An example can be seen below:
```
In [1]: import socket

In [2]: socket.inet_aton('1.1.1.1 this shall not pass')
Out[2]: b'\x01\x01\x01\x01'

In [3]: socket.inet_aton('1.1.1.1this shall not pass')
---------------------------------------------------------------------------
OSError                                   Traceback (most recent call last)
----> 1 socket.inet_aton('1.1.1.1this shall not pass')

OSError: illegal IP address string passed to inet_aton
```

The problem is, some users might use this function to also validate whether a given host or ip string is valid, especially taking into account Python's "ask for forgiveness and not permission" motto (or a coding style?).

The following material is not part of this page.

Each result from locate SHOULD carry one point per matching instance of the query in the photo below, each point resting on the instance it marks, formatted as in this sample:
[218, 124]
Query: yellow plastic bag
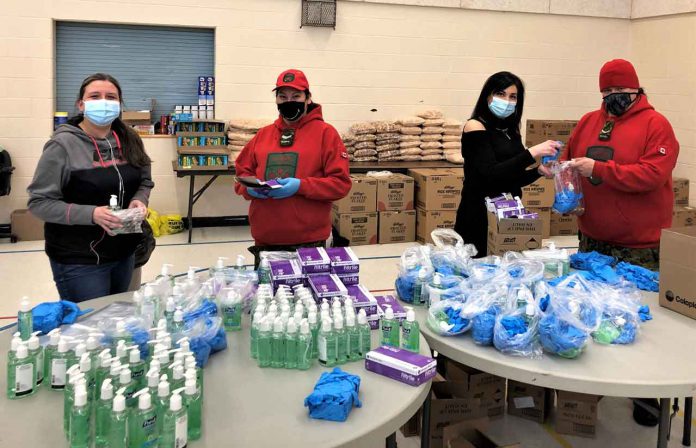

This will introduce security vulnerabilities, like command injections, if it is used with insecure os.system or subprocess.* functions. For example, an ip of "1.1.1.1 ; whoami" will result in returning an output of both ping and whoami commands.
```
def do_ping(request):
    """This is an insecure example, DO NOT REUSE THIS CODE"""
    ip = request['ip']

    # Try to parse as ipv4 and save to db as just 4 bytes
    try:
       ip_bytes = socket.inet_aton(ip)
    except OSError:
       return 'IP is not a valid IPv4.'

    save_ping_request_to_db(ip_bytes)

    return subprocess.check_output('ping -c1 %s' % ip, shell=True)  # an ip of "1.1.1.1 ; whomai" triggers a command injection vulnerability here
```

An initial report sent with this issue contains an example and potential security issue in ssl builtin module which has been already fixed (https://bugs.python.org/issue37463).
The socket.inet_aton function is also used in requests library utility functions, which I am also going to report just after sending this issue.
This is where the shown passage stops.